Whenever I see a problem that I or someone else wants solved, my first instinct is that I can build an app to solve that problem. It’s the way I think, all day long. I know that way that I would do it, and it excites me to have a new project to figure out.
But often, that’s not the right choice. Each app that I write for myself quickly spirals into something I have to add features to and then later maintain.
I have to add all the features that other similar apps have, and then make sure that things don’t break. It’s all my responsibility now — just so I could have something that’s a bit more customized to what I want, or something that’s “cheaper” (although it probably isn’t actually cheaper if you factor in the time I have to spend maintaining it).

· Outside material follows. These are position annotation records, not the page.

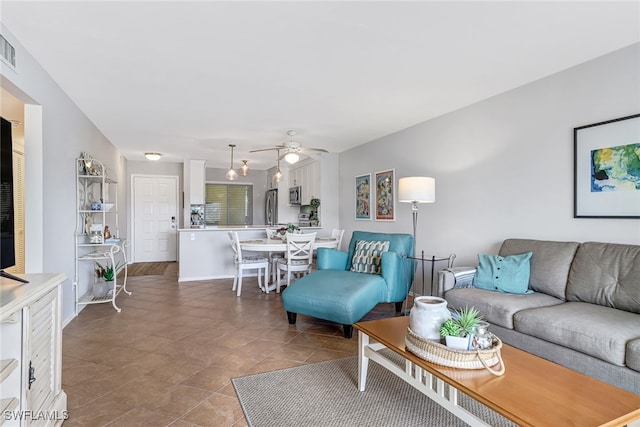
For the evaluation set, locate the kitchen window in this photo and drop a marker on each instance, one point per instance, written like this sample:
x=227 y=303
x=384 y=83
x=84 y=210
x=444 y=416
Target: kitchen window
x=228 y=204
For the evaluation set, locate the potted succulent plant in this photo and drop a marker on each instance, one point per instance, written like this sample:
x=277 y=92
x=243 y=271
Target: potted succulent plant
x=106 y=275
x=458 y=330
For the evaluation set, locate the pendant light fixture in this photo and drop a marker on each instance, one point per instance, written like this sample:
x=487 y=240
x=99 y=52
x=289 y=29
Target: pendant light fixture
x=231 y=173
x=278 y=175
x=244 y=169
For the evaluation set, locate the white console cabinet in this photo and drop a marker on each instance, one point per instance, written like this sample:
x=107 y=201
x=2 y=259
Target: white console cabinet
x=31 y=351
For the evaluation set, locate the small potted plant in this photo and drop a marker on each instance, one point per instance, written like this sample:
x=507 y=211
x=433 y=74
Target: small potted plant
x=458 y=330
x=106 y=275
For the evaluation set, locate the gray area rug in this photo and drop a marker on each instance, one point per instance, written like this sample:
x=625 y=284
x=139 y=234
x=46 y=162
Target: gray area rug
x=326 y=394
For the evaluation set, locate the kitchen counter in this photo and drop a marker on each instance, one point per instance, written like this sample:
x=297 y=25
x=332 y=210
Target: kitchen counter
x=245 y=227
x=205 y=253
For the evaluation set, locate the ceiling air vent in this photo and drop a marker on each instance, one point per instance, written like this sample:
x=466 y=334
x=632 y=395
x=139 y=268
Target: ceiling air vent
x=8 y=52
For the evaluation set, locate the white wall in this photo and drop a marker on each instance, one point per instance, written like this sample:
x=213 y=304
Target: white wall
x=50 y=153
x=503 y=166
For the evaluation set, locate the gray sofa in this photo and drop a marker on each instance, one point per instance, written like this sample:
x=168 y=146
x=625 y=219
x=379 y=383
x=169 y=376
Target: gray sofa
x=583 y=313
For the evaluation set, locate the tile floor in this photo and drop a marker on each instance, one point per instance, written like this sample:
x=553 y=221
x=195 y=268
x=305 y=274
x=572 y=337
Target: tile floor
x=169 y=356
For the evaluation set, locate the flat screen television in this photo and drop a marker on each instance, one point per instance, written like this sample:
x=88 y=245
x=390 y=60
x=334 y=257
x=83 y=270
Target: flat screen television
x=7 y=230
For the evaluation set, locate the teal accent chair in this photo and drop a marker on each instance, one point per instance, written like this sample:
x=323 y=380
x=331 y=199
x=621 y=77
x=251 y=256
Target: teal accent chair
x=333 y=292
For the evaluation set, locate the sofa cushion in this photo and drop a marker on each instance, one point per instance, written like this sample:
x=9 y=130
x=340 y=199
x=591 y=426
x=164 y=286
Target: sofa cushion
x=550 y=263
x=633 y=355
x=402 y=244
x=367 y=256
x=503 y=273
x=598 y=331
x=606 y=274
x=497 y=308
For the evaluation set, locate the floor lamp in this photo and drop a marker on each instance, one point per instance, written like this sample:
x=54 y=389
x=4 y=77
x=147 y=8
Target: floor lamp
x=414 y=190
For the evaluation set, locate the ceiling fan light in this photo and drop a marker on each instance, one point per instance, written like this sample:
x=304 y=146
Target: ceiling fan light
x=291 y=157
x=232 y=175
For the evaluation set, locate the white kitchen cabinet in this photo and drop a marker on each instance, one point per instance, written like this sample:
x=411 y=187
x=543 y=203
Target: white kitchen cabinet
x=31 y=351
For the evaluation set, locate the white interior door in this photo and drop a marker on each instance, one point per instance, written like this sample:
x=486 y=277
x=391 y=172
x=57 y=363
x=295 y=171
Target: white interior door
x=155 y=218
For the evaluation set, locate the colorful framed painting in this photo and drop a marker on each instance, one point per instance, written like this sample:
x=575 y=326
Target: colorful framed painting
x=385 y=195
x=363 y=197
x=607 y=169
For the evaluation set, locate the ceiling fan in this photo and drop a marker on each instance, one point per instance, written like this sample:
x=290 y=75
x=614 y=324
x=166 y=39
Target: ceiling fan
x=291 y=149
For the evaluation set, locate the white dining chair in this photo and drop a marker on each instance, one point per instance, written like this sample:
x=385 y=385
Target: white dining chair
x=337 y=234
x=298 y=257
x=242 y=263
x=274 y=257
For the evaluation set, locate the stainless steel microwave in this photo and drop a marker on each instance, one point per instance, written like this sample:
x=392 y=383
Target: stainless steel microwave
x=295 y=196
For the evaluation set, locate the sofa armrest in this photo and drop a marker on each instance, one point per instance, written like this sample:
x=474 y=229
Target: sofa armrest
x=455 y=277
x=395 y=273
x=332 y=259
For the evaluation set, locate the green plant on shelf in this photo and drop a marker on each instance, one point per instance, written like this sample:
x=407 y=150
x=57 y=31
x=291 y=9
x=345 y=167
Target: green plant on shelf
x=108 y=272
x=462 y=323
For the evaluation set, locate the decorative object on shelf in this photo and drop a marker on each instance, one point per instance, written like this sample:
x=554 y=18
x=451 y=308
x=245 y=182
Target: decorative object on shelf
x=95 y=234
x=281 y=233
x=153 y=156
x=363 y=197
x=197 y=216
x=95 y=241
x=460 y=328
x=232 y=175
x=606 y=161
x=385 y=196
x=88 y=222
x=85 y=163
x=427 y=316
x=100 y=288
x=244 y=169
x=482 y=338
x=437 y=353
x=315 y=204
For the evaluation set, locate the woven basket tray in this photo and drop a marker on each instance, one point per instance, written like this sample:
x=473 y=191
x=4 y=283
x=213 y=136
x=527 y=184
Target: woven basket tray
x=437 y=353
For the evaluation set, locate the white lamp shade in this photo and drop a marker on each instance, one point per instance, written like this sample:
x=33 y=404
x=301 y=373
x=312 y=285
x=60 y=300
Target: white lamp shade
x=291 y=157
x=417 y=189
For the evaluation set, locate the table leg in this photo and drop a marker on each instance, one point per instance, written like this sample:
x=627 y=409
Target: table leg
x=363 y=360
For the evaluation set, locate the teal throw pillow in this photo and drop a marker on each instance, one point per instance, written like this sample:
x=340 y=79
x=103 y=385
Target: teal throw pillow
x=505 y=274
x=367 y=256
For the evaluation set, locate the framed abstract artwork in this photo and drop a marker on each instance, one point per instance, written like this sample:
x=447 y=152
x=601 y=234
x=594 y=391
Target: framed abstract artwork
x=363 y=197
x=607 y=169
x=385 y=195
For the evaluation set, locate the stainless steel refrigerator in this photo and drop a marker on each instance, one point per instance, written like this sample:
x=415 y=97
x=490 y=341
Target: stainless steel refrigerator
x=271 y=207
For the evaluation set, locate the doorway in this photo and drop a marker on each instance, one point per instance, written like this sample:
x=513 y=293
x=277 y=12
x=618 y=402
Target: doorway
x=155 y=218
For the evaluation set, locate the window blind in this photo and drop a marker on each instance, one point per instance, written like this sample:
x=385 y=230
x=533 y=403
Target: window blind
x=228 y=204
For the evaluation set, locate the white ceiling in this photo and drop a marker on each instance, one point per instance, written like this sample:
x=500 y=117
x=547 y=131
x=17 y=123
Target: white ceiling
x=188 y=78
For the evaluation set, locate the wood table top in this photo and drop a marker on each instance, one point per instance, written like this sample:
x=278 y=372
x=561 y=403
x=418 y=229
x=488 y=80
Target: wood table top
x=532 y=392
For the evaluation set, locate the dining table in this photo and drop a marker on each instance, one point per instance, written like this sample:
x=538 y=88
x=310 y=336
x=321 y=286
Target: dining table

So too often, I find myself spending a couple hours on a new app for myself before realizing that I should just use something off-the-shelf that’s almost as good. I start all excited, but then quickly get bogged down in the details and edge-cases of it all. Building an app is always more complex in reality than it seems to me before I start.
I suppose that starting and quitting these little projects not a bad thing. It feels wasteful to sink a couple hours into something that ultimately doesn’t pan out, but I suppose that I learn something through doing it.
Plus, sometimes the projects don’t get killed. And either way, I had some fun along the way.